Sitting in front of a poster of a Black Power fist, Reynolds signed House File 2647, which aims to remove from the ranks of police departments those officers who have a history of serious misconduct. It’s also intended to provide training for officers on recognizing their biases and on techniques for de-escalating confrontations without resorting to force.
Reynolds commended the Legislature for quickly drafting and passing the bill this week. Leaders from both parties met with the governor on Monday and drafted a bill. It passed in one day with unanimous support from Republican and Democrat legislators, following weeks of protests across Iowa in response to the death of George Floyd while in the custody of Minneapolis police.
Reynolds gave special thanks to Reps.

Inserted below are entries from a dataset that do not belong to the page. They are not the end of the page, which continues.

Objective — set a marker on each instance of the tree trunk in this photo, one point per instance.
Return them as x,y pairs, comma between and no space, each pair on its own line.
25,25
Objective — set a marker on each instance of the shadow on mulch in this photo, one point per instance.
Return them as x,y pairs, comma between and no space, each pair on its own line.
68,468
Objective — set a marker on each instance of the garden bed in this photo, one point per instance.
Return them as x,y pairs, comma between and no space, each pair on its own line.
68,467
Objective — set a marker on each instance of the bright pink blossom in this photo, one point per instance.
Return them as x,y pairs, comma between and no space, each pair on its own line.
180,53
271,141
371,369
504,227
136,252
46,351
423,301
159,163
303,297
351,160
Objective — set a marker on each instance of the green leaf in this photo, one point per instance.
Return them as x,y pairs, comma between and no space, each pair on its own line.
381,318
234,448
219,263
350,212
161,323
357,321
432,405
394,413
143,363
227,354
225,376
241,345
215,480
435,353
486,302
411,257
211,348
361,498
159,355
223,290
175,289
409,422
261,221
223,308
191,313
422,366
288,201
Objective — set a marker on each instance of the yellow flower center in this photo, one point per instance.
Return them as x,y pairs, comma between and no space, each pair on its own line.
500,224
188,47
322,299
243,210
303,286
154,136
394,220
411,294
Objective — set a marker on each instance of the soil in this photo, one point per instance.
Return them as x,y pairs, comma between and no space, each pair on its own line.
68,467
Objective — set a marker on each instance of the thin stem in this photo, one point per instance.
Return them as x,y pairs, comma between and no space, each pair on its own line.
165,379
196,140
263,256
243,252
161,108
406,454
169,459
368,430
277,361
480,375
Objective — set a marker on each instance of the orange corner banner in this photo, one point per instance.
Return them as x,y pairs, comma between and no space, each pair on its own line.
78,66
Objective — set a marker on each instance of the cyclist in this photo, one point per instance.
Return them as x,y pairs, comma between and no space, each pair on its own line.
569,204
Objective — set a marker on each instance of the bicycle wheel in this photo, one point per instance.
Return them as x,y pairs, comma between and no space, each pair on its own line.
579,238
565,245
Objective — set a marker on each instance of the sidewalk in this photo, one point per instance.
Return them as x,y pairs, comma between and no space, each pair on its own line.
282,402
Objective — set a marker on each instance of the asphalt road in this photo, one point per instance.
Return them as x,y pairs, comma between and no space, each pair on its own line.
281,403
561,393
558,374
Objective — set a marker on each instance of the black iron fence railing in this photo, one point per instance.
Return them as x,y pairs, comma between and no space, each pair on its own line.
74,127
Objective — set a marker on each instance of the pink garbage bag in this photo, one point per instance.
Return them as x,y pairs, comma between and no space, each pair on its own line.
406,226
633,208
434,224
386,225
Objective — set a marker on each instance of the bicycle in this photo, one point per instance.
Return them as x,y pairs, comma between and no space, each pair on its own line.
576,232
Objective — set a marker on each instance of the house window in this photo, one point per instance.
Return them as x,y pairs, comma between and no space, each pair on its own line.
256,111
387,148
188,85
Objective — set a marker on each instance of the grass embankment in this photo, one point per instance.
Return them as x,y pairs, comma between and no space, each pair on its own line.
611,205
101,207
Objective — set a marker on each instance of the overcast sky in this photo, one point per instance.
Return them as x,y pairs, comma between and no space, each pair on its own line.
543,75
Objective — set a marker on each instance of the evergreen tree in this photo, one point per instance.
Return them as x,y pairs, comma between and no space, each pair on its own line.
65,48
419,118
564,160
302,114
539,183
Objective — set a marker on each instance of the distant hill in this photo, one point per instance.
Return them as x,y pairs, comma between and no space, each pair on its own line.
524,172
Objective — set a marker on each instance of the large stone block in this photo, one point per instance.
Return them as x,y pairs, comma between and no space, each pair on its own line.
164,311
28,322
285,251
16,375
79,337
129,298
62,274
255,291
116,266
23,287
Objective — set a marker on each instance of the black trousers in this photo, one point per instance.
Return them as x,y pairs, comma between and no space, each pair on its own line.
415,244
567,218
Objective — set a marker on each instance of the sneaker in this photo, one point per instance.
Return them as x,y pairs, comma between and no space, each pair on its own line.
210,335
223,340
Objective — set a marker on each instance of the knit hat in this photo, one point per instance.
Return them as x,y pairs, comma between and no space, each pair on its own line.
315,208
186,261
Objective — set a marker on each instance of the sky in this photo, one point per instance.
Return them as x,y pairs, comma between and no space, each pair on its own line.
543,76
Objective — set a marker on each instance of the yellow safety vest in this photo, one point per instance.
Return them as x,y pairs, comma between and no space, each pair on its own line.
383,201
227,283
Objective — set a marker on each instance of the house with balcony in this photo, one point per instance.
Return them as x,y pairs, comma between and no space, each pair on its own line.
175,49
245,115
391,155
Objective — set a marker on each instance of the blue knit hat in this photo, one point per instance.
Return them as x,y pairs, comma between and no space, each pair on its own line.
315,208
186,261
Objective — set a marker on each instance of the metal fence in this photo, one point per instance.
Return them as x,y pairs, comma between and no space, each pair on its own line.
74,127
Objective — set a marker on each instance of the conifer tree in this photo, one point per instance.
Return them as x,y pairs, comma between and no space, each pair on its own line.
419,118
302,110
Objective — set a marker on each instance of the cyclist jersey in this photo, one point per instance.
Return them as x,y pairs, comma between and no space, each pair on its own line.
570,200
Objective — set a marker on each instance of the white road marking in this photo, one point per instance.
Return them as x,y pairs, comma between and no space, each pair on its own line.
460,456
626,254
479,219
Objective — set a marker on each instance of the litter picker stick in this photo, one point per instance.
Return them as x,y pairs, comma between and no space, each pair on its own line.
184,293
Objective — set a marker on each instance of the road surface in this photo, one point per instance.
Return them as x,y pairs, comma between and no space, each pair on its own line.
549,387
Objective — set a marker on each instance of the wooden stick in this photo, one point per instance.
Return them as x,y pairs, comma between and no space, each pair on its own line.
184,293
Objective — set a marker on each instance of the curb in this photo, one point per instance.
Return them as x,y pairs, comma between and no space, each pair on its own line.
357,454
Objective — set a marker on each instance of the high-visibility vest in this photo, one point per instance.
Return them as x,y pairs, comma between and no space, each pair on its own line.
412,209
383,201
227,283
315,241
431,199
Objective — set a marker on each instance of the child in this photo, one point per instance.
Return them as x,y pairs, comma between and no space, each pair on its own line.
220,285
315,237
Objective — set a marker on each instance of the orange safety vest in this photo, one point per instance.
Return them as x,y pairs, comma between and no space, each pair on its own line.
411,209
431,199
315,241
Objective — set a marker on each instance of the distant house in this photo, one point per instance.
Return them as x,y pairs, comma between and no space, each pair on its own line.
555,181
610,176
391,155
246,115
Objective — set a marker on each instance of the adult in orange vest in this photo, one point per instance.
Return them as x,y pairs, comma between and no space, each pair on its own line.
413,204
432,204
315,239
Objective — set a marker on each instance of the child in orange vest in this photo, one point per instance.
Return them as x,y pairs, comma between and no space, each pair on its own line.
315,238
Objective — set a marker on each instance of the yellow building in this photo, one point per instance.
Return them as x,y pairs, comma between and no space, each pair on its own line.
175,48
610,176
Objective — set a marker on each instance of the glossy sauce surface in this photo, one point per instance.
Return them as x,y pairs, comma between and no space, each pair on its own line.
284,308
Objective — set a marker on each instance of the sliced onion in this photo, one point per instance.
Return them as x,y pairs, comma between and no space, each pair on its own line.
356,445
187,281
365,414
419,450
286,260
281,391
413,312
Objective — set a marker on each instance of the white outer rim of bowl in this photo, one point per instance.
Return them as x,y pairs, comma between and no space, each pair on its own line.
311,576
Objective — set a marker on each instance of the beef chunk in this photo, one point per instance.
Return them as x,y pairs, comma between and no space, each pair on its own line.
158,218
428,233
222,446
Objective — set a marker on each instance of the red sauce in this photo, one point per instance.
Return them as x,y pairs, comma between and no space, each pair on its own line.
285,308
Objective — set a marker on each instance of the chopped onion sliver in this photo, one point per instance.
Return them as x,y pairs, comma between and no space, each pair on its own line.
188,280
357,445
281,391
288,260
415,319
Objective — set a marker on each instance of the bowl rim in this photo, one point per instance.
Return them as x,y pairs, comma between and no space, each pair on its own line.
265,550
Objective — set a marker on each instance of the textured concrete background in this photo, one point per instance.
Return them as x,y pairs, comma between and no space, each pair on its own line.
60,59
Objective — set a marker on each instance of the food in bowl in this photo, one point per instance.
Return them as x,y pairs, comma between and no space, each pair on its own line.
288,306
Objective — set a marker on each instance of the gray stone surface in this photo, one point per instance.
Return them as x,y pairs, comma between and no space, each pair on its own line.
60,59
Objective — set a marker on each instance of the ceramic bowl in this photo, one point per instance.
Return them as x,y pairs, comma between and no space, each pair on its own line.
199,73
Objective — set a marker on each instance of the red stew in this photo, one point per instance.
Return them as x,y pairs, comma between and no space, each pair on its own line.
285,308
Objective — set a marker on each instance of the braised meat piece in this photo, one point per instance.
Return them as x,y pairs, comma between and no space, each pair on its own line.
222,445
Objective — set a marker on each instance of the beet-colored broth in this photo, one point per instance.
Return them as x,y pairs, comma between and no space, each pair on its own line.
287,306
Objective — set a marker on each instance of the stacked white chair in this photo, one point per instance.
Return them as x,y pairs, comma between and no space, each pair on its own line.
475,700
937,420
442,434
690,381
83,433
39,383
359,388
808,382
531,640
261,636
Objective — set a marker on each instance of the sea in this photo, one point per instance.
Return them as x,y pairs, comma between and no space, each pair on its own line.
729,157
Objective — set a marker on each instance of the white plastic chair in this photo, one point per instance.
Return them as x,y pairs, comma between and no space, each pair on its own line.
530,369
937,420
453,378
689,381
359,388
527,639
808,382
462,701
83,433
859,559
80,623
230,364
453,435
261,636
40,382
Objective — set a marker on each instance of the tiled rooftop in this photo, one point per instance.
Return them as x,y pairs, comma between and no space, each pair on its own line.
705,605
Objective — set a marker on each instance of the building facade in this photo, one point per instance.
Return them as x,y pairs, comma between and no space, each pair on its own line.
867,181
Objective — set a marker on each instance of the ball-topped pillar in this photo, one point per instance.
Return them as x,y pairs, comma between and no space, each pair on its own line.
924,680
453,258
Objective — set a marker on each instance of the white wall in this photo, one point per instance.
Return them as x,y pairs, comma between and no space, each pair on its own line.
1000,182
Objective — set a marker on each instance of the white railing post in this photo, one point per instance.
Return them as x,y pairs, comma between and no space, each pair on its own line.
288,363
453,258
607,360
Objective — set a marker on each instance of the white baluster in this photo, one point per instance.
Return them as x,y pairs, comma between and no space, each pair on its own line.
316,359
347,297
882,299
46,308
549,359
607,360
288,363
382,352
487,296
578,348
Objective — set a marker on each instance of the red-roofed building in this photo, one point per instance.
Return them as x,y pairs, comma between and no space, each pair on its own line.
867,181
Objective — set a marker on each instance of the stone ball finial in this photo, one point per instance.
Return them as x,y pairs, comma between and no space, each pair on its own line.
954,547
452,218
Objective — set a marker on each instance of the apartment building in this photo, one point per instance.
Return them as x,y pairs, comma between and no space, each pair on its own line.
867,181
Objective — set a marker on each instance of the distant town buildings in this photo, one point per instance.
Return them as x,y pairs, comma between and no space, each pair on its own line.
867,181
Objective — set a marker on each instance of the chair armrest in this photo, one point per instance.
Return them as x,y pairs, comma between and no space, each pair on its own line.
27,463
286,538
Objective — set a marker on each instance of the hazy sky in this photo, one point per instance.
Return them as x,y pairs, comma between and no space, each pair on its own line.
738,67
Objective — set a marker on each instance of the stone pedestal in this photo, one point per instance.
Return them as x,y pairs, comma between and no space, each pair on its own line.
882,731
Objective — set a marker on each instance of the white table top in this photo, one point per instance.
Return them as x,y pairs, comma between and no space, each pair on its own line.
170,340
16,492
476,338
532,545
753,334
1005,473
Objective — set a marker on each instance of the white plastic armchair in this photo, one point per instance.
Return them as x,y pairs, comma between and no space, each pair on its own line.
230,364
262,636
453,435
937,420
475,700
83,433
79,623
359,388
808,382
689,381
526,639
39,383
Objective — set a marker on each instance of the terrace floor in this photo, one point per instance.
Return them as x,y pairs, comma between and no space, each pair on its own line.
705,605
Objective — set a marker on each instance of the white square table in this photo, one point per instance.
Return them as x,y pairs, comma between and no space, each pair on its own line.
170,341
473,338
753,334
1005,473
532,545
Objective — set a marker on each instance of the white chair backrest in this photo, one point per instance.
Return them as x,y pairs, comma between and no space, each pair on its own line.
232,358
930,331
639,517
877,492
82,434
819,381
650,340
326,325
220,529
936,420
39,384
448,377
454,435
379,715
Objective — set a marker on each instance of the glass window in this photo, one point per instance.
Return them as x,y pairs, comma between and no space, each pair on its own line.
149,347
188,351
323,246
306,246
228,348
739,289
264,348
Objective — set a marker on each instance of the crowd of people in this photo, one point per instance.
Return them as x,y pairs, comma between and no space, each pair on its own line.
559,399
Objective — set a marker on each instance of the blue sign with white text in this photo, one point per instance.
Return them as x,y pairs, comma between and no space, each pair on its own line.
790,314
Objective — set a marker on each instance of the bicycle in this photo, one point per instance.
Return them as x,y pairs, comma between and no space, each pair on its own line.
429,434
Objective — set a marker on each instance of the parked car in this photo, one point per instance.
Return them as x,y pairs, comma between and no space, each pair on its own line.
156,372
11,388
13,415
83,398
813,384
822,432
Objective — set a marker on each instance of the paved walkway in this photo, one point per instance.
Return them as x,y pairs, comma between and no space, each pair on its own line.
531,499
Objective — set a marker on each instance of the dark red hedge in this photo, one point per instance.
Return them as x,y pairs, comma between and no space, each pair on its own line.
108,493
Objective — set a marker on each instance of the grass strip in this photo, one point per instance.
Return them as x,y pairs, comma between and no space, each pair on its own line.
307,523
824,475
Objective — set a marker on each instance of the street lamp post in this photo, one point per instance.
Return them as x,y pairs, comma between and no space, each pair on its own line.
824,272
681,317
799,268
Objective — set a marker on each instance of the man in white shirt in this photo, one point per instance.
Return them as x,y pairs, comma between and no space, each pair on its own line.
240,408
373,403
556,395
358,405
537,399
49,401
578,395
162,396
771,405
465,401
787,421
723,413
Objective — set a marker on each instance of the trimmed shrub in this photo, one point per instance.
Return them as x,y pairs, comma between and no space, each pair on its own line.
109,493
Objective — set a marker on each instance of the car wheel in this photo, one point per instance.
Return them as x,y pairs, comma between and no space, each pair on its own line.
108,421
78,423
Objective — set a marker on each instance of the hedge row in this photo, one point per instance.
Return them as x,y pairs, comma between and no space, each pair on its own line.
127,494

Ako Abdul-Samad, D-Des Moines, and Ras Smith, D-Waterloo, for their work on the bill.
“I’m proud to say in Iowa we do things different,” Reynolds said. “This bill is a loud and resounding signal from the people of Iowa and its leaders that we are ready and willing to act.”
Reynolds, however, did not say anything about signing an executive order granting automatic restoration of voting rights for felons — a step that activists have asked her to take this session.
However, the governor met with a few members of Des Moines Black Lives Matter on Friday and said she is planning on drafting an executive order, said Matthew Bruce, a leader in the group.
Members of Des Moines Black Lives Matter have a meeting scheduled with the governor on Monday to look over the draft, he added.
Pat Garrett, spokesperson for the governor’s office, did not respond to a request for confirmation regarding the proposed executive order. Reynolds did not answer any questions during the public signing.
While Friday was a joyous occasion for those on hand, Bruce said the group’s primary goal is getting Reynolds to sign the executive order.
“It’s joy. It’s pure joy. We know we’re getting stuff done that’s going to affect generations,” Bruce said. “We’re trying to sit in the joy moving forward.”